|<< Part 3: Views - The Advantages||Part 5: Application Changes >>|
In the previous post, I wrote about the many features of CouchDB views. In this post, I will describe the challenges we faced when replacing MySQL queries with CouchDB views.
One of the largest challenges with CouchDB views is simply wrapping your brain around the map/reduce model. If you’ve spent any significant amount of time in the relational model, this can be quite a task. Do not underestimate it. Give yourself plenty of time to make this adjustment. In my opinion, setting aside one or two full weeks to read about and experiment with views would not be excessive. It really is a whole new world. After several weeks, I’m still not 100% sure how to use the map/reduce model to its fullest potential. In fact, there were a few queries that I could not figure out how to implement as views. Because of that, I had to keep around an archive table in MySQL, and I run those few queries against that table.

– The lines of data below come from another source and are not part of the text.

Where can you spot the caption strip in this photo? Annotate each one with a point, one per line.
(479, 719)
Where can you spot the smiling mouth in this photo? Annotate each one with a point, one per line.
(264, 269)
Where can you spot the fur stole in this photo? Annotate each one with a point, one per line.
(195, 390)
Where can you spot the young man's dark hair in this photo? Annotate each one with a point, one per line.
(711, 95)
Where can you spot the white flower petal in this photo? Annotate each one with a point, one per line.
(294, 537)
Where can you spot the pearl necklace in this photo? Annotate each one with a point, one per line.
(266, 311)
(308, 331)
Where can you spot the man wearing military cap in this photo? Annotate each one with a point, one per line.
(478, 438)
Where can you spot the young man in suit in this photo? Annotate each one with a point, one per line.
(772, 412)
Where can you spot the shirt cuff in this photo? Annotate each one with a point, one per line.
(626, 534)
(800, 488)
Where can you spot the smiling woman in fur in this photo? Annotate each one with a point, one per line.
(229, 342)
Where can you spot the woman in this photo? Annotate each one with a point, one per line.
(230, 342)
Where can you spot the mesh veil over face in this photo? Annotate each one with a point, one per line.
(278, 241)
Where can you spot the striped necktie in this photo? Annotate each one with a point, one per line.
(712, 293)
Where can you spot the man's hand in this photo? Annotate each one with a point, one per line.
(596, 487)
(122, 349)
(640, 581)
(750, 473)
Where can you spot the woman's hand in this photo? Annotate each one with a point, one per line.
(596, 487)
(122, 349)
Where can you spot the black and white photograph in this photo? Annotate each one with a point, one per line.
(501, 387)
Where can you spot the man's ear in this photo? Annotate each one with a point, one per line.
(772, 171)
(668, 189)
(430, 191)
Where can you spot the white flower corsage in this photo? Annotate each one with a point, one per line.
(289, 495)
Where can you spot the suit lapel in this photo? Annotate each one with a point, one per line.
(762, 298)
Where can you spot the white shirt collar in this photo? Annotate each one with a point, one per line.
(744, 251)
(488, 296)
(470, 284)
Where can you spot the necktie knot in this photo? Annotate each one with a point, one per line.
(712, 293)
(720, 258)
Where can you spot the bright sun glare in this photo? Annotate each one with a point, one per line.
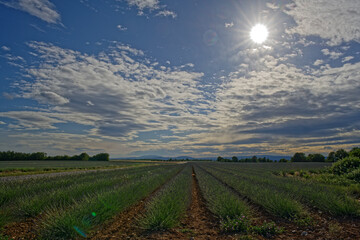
(259, 33)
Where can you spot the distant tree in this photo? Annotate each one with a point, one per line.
(317, 157)
(100, 157)
(299, 157)
(331, 157)
(84, 157)
(355, 152)
(340, 154)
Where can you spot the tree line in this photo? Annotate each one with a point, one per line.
(19, 156)
(252, 159)
(332, 156)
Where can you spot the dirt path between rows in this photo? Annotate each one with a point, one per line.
(65, 173)
(125, 225)
(324, 227)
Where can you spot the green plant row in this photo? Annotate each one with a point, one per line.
(169, 205)
(10, 191)
(220, 200)
(331, 199)
(277, 203)
(78, 219)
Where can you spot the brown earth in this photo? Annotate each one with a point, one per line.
(25, 230)
(200, 223)
(324, 227)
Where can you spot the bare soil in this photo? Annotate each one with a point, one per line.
(200, 224)
(324, 227)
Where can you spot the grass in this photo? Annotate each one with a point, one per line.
(331, 199)
(33, 197)
(277, 203)
(17, 168)
(220, 200)
(169, 205)
(78, 219)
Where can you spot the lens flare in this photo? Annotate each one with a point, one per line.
(259, 33)
(79, 231)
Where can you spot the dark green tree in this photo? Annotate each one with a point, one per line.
(84, 157)
(299, 157)
(317, 157)
(331, 157)
(340, 154)
(355, 152)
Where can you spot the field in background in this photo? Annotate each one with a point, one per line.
(204, 200)
(11, 168)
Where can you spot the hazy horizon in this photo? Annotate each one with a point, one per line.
(179, 78)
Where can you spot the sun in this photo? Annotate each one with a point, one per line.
(259, 33)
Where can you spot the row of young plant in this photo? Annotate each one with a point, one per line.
(234, 213)
(276, 203)
(75, 208)
(12, 190)
(64, 195)
(165, 210)
(331, 199)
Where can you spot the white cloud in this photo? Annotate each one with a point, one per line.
(31, 120)
(121, 28)
(42, 9)
(333, 55)
(166, 13)
(318, 62)
(346, 59)
(229, 25)
(272, 6)
(143, 4)
(335, 20)
(152, 5)
(118, 92)
(5, 48)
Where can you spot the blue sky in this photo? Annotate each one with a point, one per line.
(145, 77)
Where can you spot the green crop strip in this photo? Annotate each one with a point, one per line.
(331, 199)
(167, 207)
(79, 218)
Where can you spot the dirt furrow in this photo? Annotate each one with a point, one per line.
(324, 227)
(199, 222)
(125, 225)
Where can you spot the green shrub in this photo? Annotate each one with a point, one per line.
(267, 230)
(354, 175)
(346, 165)
(236, 224)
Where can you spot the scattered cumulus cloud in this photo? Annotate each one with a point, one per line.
(121, 28)
(118, 92)
(318, 62)
(5, 48)
(143, 4)
(166, 13)
(334, 20)
(152, 5)
(346, 59)
(42, 9)
(229, 25)
(332, 54)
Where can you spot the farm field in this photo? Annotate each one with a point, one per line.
(13, 168)
(194, 200)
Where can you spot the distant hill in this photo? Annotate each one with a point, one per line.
(156, 157)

There are view servers available in other programming languages, and it is easy to configure CouchDB to use them. But, CouchDB is still young and under heavy development, and these alternative view servers are not supported by the CouchDB team. So, use them at your own risk.
Multiple views, one design document
Views live in documents called “design documents”. Views within the same design document share a B-Tree data structure. This means that when one view in the design document is built, they all are built. So, careful planning is required to make sure unrelated views do not live in the same design document. You would not want the re-building of one view to delay the accessibility of another, totally unrelated view.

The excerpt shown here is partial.